As of the census of 2000, there were 4,498 people, 1,554 households, and 1,165 families residing in the CDP. The population density was 763.4 PD/sqmi. There were 1,853 housing units at an average density of 314.5 /sqmi. The racial makeup of the CDP was 81.79% White, 0.53% African American, 0.89% Native American, 0.18% Asian, 14.81% from other races, and 1.80% from two or more races. Hispanic or Latino of any race were 90.55% of the population.

There were 1,554 households, out of which 38.1% had children under the age of 18 living with them, 54.6% were married couples living together, 15.2% had a female householder with no husband present, and 25.0% were non-families. 23.4% of all households were made up of individuals, and 12.9% had someone living alone who was 65 years of age or older. The average household size was 2.87 and the average family size was 3.41.

In the CDP, the population was spread out, with 31.1% under the age of 18, 8.1% from 18 to 24, 24.2% from 25 to 44, 21.1% from 45 to 64, and 15.5% who were 65 years of age or older. The median age was 34 years. For every 100 females, there were 95.9 males. For every 100 females age 18 and over, there were 90.4 males.

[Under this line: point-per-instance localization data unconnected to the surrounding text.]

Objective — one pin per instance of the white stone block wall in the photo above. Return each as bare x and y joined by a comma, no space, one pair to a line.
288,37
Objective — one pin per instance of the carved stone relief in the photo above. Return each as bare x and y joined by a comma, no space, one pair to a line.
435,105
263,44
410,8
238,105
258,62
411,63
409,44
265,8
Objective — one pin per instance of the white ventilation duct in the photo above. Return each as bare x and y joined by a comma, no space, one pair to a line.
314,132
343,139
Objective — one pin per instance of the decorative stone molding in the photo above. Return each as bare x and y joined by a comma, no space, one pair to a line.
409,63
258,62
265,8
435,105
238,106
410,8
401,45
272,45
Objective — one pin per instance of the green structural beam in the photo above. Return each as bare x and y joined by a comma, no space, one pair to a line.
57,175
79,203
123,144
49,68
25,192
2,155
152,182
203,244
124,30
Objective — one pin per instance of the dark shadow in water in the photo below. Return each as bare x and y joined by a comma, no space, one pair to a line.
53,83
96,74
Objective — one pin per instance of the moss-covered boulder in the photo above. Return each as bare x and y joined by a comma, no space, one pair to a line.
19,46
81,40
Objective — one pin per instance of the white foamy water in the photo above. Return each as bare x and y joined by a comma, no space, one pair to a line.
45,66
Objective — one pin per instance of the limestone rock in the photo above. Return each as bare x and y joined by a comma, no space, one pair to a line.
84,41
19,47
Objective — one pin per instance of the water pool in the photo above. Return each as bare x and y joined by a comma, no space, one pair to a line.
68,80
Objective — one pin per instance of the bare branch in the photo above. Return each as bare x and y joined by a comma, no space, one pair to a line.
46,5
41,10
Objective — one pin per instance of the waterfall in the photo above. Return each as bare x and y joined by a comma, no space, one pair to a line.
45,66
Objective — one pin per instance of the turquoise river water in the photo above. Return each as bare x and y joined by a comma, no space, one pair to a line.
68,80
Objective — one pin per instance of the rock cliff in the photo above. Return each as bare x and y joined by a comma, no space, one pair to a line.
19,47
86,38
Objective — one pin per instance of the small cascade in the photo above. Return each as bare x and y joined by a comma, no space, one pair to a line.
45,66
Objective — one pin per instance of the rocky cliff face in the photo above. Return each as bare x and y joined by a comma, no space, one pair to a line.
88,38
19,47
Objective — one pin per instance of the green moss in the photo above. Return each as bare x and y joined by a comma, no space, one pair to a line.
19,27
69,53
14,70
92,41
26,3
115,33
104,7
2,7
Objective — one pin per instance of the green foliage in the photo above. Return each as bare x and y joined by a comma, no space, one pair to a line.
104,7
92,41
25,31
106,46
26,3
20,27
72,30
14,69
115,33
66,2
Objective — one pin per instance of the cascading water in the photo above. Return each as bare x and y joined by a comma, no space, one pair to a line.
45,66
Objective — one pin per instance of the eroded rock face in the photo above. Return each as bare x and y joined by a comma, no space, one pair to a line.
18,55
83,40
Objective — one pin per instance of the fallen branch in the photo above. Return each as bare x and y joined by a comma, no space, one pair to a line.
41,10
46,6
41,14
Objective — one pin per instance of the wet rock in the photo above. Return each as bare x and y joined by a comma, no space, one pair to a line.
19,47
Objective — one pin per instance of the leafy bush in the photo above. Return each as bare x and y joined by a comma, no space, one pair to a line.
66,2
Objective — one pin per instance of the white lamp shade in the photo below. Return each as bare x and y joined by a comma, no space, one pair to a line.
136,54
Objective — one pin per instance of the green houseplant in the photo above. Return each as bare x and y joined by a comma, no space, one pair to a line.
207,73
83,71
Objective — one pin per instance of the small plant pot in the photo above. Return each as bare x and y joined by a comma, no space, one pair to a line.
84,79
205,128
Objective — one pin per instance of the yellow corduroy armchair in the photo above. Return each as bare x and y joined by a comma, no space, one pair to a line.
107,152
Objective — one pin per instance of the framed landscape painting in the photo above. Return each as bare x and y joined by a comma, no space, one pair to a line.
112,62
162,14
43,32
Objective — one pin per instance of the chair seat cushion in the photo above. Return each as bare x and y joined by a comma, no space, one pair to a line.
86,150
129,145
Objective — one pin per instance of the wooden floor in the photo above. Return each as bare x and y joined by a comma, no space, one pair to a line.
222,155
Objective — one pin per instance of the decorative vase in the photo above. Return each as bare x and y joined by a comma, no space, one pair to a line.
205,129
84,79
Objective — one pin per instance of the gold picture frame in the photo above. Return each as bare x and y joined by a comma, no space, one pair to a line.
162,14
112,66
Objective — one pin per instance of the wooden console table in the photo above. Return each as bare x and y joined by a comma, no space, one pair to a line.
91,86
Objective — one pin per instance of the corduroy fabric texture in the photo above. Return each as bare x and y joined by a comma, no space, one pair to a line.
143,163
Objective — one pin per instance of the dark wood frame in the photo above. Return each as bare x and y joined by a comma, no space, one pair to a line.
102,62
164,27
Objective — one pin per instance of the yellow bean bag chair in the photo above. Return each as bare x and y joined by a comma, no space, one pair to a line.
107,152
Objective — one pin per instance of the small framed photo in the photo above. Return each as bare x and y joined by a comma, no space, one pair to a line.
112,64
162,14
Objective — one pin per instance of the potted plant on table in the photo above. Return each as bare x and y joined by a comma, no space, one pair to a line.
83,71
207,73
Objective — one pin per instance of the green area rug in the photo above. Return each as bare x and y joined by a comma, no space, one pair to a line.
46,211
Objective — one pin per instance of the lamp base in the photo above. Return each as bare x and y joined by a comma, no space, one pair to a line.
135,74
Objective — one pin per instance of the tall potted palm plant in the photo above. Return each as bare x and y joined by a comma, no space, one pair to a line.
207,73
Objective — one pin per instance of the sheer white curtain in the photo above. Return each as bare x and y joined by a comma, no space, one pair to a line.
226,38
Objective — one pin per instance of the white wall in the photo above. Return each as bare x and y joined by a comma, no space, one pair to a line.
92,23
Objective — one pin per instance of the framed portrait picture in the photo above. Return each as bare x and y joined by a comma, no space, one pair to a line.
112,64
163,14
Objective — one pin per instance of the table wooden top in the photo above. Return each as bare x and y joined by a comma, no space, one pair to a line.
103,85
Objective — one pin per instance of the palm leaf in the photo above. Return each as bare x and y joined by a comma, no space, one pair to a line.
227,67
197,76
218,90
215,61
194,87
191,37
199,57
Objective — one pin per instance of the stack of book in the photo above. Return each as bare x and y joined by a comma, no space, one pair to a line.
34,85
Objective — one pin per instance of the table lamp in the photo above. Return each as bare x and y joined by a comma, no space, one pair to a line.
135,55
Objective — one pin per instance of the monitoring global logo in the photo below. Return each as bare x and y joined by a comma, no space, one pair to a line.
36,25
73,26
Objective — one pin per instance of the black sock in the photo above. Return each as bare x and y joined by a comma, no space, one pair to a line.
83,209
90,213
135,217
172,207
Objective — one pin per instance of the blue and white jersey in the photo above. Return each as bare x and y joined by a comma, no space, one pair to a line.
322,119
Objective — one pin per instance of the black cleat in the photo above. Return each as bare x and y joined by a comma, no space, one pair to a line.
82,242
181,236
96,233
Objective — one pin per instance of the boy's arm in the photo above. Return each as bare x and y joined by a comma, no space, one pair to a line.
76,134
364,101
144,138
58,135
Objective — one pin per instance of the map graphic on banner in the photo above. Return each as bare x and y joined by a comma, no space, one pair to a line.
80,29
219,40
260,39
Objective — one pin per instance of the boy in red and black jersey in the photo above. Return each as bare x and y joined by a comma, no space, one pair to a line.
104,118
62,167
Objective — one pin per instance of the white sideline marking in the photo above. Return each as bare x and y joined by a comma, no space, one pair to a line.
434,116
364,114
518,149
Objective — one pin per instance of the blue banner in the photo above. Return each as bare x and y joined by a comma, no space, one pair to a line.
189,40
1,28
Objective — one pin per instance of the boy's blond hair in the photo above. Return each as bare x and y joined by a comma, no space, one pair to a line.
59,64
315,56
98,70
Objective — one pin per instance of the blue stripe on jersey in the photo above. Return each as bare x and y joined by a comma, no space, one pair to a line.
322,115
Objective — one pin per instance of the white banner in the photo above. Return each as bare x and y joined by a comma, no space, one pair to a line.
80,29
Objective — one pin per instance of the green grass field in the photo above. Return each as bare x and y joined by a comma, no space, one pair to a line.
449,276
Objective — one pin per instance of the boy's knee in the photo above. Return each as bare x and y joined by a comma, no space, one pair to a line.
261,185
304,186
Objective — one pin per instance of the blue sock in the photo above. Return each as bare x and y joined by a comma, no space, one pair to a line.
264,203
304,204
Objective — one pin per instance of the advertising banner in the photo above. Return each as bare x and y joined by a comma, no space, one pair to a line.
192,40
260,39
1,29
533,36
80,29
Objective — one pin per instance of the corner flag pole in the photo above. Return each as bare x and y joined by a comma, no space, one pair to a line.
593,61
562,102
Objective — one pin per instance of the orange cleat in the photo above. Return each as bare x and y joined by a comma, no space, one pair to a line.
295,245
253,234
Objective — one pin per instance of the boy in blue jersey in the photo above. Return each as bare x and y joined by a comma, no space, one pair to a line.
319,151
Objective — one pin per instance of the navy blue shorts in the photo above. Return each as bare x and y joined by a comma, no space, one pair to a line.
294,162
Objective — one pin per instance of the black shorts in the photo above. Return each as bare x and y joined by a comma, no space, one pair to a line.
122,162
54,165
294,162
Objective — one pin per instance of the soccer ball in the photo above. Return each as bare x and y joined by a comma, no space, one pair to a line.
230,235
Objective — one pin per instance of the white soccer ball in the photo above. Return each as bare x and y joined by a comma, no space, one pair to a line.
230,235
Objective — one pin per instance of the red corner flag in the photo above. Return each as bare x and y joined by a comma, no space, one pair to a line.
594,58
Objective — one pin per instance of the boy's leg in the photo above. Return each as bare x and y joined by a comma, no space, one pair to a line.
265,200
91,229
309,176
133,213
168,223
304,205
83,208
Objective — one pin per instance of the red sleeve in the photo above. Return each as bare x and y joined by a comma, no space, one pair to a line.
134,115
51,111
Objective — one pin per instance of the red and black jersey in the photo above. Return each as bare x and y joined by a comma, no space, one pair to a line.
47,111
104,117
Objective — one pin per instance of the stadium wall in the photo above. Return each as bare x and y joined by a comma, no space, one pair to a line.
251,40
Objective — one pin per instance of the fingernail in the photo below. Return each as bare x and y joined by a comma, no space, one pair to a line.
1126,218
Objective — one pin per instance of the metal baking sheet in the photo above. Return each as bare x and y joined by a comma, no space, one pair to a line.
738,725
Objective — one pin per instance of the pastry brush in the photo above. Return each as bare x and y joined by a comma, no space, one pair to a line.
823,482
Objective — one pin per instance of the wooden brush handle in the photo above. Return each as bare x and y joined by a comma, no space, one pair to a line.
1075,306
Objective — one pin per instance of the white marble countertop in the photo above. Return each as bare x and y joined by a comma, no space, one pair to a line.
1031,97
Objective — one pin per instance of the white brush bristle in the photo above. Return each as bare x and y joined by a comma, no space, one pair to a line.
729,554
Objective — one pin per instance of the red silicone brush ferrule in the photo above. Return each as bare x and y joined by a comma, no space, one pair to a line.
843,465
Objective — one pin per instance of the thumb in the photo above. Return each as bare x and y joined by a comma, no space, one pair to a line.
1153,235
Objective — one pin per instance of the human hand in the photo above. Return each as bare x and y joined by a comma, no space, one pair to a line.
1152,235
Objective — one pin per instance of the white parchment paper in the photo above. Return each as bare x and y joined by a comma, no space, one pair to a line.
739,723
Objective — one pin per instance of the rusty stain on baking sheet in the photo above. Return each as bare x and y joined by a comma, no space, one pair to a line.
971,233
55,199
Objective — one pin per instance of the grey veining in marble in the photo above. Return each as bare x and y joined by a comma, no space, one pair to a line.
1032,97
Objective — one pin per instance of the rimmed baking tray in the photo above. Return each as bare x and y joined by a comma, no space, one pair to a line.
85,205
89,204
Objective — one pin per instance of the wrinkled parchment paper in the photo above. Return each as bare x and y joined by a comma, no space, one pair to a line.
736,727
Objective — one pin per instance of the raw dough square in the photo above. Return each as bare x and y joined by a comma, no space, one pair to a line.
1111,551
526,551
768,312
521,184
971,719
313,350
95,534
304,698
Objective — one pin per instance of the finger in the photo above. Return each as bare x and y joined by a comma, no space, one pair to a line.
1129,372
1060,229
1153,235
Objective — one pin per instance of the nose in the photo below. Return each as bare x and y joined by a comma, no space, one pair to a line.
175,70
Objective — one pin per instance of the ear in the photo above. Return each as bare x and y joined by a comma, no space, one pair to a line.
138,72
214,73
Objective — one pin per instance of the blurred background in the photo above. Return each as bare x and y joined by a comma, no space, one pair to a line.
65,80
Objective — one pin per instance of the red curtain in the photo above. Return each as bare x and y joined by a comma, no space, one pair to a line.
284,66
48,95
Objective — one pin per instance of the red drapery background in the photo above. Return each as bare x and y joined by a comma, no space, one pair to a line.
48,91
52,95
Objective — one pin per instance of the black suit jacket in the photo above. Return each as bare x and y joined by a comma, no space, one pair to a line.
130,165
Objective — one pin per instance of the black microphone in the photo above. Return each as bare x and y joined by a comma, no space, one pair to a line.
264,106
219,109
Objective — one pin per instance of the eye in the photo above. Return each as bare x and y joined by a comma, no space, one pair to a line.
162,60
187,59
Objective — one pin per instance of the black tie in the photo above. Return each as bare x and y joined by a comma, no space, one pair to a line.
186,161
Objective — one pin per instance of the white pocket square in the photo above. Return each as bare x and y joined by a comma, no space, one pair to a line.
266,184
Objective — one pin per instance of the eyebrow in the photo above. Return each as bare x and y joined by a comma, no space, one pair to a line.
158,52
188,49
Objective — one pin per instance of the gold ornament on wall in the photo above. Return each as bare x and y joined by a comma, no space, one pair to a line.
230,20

The median income for a household in the CDP was $24,558, and the median income for a family was $29,358. Males had a median income of $27,042 versus $17,772 for females. The per capita income for the CDP was $12,271. About 25.2% of families and 25.9% of the population were below the poverty line, including 28.5% of those under age 18 and 32.0% of those age 65 or over.
==Education==
Hebbronville, as with all of Jim Hogg County, is served by the Jim Hogg County Independent School District.
El Cenizo Headstart is a Federally funded educational program for 3-5-year-old students. It operates on the same schedule as the district.
The district has three schools, all within the town: Hebbronville Elementary School, Hebbronville Junior High School, and Hebbronville High School.